Berdasarkan data di Dinas P5A, selama rentang 2013 hingga 2016, sudah ada 2.150 warga dari tiga kawasan terdampak penutupan lokalisasi yang telah mengikuti pelatihan.
Rinciannya di kawasan eks lokalisasi Sememi Klakahrejo ada 275 orang, lalu di Dupak Bangunsari ada 750 orang dan di Dolly (Putat Jaya) ada 1.125 orang. Dari jumlah tersebut, sebanyak 50 persen hingga kini masih eksis usahanya.
"Yang paling menonjol adalah warga dari Dolly seperti usaha makanan (samiler), kaos, dan tempe," ujarnya.
Padahal, kata dia, sebelum penutupan lokalisasi, warga di kawasan Dolly kurang berminat menyambut tawaran pelatihan yang diberikan Pemkot Surabaya.

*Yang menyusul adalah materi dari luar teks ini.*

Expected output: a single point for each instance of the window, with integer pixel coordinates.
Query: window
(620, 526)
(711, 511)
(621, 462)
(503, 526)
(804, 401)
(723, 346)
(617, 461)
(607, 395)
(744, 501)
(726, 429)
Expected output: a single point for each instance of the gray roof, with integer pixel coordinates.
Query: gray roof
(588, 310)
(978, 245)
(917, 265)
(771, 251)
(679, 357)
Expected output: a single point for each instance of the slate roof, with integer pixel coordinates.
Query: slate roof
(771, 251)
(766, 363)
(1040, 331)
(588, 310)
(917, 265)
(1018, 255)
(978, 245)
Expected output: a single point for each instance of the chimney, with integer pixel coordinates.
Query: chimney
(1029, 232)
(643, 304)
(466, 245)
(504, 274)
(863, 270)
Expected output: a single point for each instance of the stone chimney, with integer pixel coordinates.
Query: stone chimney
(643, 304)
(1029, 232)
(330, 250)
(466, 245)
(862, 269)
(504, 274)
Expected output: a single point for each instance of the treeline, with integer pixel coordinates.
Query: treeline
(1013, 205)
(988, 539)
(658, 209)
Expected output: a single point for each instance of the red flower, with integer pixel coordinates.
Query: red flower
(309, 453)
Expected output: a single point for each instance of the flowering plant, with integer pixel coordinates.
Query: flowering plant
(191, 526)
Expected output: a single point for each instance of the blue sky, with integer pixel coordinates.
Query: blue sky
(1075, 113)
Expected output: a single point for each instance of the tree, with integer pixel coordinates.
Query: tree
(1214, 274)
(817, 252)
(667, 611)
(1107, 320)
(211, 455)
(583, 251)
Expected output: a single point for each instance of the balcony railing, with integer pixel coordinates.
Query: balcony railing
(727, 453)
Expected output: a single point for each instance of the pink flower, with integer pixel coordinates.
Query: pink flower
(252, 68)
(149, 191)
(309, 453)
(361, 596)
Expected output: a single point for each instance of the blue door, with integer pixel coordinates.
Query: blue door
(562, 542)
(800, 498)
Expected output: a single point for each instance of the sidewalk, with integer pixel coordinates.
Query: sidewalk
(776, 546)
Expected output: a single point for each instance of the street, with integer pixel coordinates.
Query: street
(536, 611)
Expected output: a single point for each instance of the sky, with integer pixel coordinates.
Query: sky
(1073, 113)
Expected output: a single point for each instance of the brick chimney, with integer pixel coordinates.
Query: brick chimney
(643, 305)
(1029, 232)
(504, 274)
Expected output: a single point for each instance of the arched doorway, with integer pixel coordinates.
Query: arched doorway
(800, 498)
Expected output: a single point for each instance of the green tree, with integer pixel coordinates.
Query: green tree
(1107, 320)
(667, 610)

Saat itu, warga di sana lebih berminat untuk menggeluti usaha yang berkaitan dengan praktik lokalisasi seperti menjadi juru parkir, membuka warung ataupun laundry karena merasa bisa mendapatkan uang dengan cara mudah. Sementara, ada banyak warga di luar Putat Jaya yang sudah mengikuti pelatihan.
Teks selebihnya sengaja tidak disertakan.